What happened
During a flight intended to evaluate lateral and directional stability, the crew was conducting a series of maneuvers involving new flap configurations, updated leading edge fairings, and modified stall protection system settings. The flight plan specified that the steady heading sideslip maneuvers should conclude once a stall warning was received or upon reaching a 15° sideslip angle. The crew had agreed to terminate the maneuver at the onset of the stall warning.

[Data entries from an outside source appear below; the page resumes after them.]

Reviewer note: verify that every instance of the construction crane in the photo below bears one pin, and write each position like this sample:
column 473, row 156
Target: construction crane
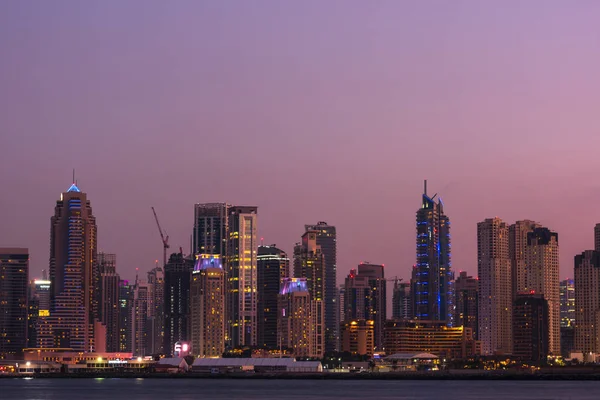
column 165, row 239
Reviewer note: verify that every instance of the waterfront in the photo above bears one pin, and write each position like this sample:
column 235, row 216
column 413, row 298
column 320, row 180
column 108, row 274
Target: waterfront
column 184, row 389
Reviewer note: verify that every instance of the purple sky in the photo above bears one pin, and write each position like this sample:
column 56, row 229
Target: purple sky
column 311, row 110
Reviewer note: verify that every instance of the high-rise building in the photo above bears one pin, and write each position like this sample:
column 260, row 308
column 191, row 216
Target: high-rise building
column 466, row 292
column 530, row 327
column 178, row 275
column 534, row 257
column 242, row 247
column 109, row 299
column 365, row 297
column 495, row 287
column 326, row 236
column 358, row 337
column 14, row 275
column 208, row 307
column 431, row 279
column 567, row 303
column 125, row 342
column 210, row 229
column 141, row 296
column 273, row 266
column 74, row 276
column 587, row 301
column 295, row 329
column 401, row 301
column 156, row 318
column 309, row 263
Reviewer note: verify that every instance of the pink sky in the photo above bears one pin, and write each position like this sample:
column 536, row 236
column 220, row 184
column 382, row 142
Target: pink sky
column 313, row 111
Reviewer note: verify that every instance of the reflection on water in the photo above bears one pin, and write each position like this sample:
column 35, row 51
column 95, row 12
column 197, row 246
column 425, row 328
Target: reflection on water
column 183, row 389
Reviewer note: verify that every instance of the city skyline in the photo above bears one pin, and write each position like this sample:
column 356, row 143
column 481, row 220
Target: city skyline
column 376, row 85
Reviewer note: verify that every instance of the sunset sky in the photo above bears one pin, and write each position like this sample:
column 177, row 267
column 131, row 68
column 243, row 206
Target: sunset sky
column 313, row 111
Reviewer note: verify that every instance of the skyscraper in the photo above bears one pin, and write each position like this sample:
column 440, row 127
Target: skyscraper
column 178, row 275
column 242, row 247
column 530, row 327
column 365, row 298
column 466, row 289
column 309, row 263
column 273, row 266
column 109, row 299
column 208, row 307
column 432, row 275
column 14, row 274
column 401, row 301
column 495, row 287
column 587, row 301
column 156, row 309
column 296, row 319
column 73, row 273
column 542, row 269
column 327, row 238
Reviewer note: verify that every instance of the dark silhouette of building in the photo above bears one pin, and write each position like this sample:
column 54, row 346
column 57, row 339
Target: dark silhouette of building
column 431, row 289
column 178, row 274
column 14, row 275
column 530, row 327
column 401, row 301
column 272, row 267
column 466, row 292
column 327, row 238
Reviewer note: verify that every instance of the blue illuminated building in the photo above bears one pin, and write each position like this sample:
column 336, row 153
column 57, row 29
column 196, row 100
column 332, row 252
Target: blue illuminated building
column 431, row 287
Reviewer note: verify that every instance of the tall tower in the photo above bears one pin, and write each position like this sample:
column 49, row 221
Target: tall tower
column 242, row 249
column 365, row 298
column 587, row 302
column 73, row 272
column 109, row 299
column 326, row 236
column 273, row 266
column 14, row 274
column 309, row 263
column 466, row 290
column 495, row 287
column 432, row 275
column 208, row 307
column 542, row 277
column 178, row 274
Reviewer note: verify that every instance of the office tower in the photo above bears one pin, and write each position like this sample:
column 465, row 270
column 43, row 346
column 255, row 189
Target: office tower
column 495, row 287
column 178, row 274
column 125, row 341
column 295, row 330
column 431, row 289
column 139, row 319
column 530, row 327
column 208, row 307
column 358, row 337
column 242, row 249
column 587, row 300
column 401, row 300
column 156, row 318
column 365, row 297
column 309, row 263
column 14, row 274
column 466, row 292
column 73, row 274
column 272, row 267
column 517, row 251
column 210, row 229
column 567, row 303
column 534, row 254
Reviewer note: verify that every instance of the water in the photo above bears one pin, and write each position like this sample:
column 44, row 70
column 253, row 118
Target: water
column 165, row 389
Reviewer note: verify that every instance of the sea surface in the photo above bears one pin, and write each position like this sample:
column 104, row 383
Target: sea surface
column 165, row 389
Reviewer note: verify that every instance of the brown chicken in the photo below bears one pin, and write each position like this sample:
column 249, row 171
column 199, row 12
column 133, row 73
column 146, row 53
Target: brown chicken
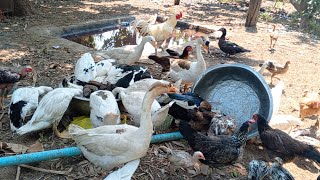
column 309, row 104
column 276, row 69
column 273, row 37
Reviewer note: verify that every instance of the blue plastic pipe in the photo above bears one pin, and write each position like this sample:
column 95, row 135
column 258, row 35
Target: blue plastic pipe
column 68, row 152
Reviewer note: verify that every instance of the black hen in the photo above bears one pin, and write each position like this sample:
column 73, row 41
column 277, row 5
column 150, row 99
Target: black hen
column 220, row 150
column 280, row 144
column 184, row 55
column 228, row 47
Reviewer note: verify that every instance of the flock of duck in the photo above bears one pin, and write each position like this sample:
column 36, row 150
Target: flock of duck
column 212, row 135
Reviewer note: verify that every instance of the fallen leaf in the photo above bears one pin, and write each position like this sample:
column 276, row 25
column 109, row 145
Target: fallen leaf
column 11, row 148
column 220, row 172
column 36, row 147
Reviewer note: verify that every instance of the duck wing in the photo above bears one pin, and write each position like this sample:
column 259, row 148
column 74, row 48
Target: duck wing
column 234, row 47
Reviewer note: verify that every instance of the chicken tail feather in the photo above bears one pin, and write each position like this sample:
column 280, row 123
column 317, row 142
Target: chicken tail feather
column 313, row 154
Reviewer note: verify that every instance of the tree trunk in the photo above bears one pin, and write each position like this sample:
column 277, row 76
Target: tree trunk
column 253, row 13
column 23, row 8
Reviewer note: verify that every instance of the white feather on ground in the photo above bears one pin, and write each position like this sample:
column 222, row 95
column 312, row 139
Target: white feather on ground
column 276, row 96
column 50, row 110
column 124, row 173
column 28, row 96
column 104, row 109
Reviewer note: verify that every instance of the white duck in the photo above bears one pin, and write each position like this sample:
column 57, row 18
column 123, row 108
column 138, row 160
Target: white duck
column 133, row 101
column 123, row 75
column 112, row 145
column 23, row 103
column 85, row 69
column 124, row 173
column 257, row 170
column 104, row 66
column 104, row 109
column 128, row 54
column 50, row 110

However, during the execution of the test, the pilot continued the maneuver beyond the warning threshold, reaching a 21° sideslip with full rudder input. This caused the aircraft type to roll rapidly through a 360-degree rotation and enter a deep stall. In an attempt to recover, the co-pilot tried to activate the anti-spin parachute system. This attempt failed because the cockpit switches for the chute system had not been correctly preset. Rather than aiding in the recovery, the parachute separated from the aircraft.
Findings
Investigations revealed that the three fatalities were the result of the aircraft's inability to recover from the deep stall and the subsequent failure of the emergency recovery system. A critical factor was the improper configuration of the chute system switches. Furthermore, the design of the parachute system was found to be flawed, as it permitted deployment even when the hydraulic lock switch was in the unlocked position and the hooks securing the chute shackle to the airframe were open. Although the system had passed pre-flight testing, it failed to function as intended during the emergency.